Are all of the appliances and technology options the same? Given the basic designs of hardware, storage, connectivity and legacy software, aren’t they just a bunch of the same pieces put together by different folks? Interestingly, the simplification of backup solutions those of us in the industry have touted has yet to happen. The vast array of options that now complicate the goal for a simple appliance has muddied the ease of buying a solution.

I’m not talking about the low-end backup appliance boxes, which provide simple copy functions from production to a local or even remote disk. Those are here.

I’m talking about enterprise, midmarket corporate environments with dozens to hundreds of terabytes, multiple locations, virtualized servers and storage, and IT shops with more than a handful of employees. I’m talking about time-saving, centralized policies and efficient management tools implemented in a distributed world. I’m talking about service that covers the full gamut of the solution with one notification request, phone call or email.

The reasons for automating a typical “pieces and parts bundled solution” into an enterprise appliance identify the very elements for how appliances are different—software, technologies, hardware, support and the “other” parameters (listed below).

Software is the ultimate automation transformer of all time. It is just a bunch of weightless ones and zeros without hardware; but, frankly, the software rules. And, the software folks dominate the conversations at the enterprise level. The hardware bells and whistles are not really that interesting—disks dictate the storage in data protection now, and powerful servers are common commodities.

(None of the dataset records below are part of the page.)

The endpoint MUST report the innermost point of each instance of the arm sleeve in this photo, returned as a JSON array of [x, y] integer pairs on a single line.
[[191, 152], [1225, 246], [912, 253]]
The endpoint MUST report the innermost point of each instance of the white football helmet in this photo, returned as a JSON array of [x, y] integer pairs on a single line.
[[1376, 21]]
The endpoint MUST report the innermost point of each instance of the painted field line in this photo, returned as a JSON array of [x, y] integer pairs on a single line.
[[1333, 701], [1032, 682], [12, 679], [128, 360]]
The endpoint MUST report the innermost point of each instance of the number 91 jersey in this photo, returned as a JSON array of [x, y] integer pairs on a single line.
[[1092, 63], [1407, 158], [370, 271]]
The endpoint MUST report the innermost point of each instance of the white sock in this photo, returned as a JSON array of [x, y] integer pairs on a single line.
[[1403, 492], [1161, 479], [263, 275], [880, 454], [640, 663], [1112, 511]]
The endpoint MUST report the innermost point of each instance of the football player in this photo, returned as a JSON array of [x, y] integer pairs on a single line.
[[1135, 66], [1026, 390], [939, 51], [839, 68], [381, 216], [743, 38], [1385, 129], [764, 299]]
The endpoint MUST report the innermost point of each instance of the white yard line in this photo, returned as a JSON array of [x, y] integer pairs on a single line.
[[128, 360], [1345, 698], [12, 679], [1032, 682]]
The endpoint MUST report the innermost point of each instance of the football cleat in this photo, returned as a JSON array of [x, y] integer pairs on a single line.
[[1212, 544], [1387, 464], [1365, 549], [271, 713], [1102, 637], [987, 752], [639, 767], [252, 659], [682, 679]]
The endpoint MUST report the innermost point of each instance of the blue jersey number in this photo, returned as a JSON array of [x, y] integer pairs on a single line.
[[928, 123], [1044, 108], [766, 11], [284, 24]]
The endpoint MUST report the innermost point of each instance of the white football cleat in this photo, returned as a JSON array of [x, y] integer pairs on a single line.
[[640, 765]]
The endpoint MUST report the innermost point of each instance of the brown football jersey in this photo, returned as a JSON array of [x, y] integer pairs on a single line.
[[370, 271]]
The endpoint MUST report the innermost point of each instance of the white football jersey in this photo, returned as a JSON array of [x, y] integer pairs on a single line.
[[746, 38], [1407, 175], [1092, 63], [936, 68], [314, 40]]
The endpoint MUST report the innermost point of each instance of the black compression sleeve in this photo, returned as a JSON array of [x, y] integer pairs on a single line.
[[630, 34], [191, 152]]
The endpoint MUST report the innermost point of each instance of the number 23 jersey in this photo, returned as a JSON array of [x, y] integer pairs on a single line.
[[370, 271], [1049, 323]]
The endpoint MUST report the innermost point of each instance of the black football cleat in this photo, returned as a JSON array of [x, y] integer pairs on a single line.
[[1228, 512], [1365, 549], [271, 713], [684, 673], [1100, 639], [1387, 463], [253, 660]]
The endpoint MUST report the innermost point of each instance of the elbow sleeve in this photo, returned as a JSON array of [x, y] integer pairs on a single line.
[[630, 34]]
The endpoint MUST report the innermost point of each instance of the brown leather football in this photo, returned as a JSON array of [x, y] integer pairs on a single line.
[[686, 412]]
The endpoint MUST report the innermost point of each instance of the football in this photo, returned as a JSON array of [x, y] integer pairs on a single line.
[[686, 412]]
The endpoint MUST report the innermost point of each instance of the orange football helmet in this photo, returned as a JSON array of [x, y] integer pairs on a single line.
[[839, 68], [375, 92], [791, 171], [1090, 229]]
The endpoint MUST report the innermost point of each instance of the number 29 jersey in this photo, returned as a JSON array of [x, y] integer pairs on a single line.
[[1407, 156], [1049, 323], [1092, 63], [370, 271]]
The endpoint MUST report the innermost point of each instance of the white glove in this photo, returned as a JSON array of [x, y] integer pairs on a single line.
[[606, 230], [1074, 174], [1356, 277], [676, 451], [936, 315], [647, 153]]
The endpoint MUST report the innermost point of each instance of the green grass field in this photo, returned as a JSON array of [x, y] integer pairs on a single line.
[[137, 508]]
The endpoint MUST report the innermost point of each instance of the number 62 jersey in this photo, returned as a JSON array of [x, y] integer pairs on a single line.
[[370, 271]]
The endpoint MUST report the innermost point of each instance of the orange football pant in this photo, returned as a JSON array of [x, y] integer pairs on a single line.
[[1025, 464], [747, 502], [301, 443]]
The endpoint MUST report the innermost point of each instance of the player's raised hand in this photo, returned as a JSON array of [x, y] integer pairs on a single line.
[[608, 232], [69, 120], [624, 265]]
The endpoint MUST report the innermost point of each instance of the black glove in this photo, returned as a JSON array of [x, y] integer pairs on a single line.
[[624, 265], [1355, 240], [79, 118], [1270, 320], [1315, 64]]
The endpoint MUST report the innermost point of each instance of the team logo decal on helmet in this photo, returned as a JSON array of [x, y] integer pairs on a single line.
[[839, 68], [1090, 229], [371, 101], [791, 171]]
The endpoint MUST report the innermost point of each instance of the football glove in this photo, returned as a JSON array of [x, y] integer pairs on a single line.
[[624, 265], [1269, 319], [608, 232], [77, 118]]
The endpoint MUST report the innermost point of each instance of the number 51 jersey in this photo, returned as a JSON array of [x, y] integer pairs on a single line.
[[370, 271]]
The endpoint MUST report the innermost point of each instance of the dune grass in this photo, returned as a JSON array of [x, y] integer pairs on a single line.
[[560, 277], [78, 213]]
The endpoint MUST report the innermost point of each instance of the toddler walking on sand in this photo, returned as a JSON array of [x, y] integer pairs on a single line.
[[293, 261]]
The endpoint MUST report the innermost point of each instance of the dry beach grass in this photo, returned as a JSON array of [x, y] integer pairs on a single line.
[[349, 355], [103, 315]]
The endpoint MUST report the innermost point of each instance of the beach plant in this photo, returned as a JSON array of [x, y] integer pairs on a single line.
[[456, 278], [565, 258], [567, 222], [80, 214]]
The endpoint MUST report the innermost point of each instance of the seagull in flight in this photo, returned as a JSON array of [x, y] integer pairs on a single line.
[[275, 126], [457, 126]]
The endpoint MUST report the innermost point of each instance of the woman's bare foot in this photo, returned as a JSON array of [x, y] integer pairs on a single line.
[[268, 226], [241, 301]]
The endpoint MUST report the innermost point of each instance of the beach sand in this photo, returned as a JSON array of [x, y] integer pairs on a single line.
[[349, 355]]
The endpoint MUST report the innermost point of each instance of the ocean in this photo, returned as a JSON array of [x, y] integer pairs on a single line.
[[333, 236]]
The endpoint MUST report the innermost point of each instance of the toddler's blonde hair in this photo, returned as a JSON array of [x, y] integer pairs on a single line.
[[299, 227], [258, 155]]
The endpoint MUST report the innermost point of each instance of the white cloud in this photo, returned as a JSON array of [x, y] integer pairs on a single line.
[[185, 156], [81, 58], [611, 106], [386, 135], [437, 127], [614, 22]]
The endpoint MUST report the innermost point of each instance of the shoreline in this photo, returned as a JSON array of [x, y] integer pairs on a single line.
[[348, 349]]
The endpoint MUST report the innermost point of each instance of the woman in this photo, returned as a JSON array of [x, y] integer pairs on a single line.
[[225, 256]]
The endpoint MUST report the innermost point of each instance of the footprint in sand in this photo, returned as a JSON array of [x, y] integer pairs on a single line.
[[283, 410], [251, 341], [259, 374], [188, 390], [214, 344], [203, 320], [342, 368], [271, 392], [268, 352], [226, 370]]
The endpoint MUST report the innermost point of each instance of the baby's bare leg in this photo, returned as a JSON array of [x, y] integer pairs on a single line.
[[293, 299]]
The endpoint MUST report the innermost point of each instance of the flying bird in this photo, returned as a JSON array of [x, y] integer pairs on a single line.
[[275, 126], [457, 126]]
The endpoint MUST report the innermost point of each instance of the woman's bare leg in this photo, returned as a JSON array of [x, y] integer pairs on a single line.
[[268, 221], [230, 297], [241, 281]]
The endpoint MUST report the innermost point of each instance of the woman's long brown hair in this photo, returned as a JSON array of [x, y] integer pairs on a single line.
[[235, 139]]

Consider the database engine of the software and its ability to manage complexity. Users expect a “relational” database in the software. The database must expand into dizzyingly huge sizes. Limits on growth send backup administrators into apoplexy. The big software providers who can’t get very large in their database will fall back on the hardware to solve this problem, forcing customers to buy a larger number of hardware implementations to get what they need.

In the appliance implementation of these software packages, though, many competitive topics get left out of the discussion between solution providers (including resellers) and their customers.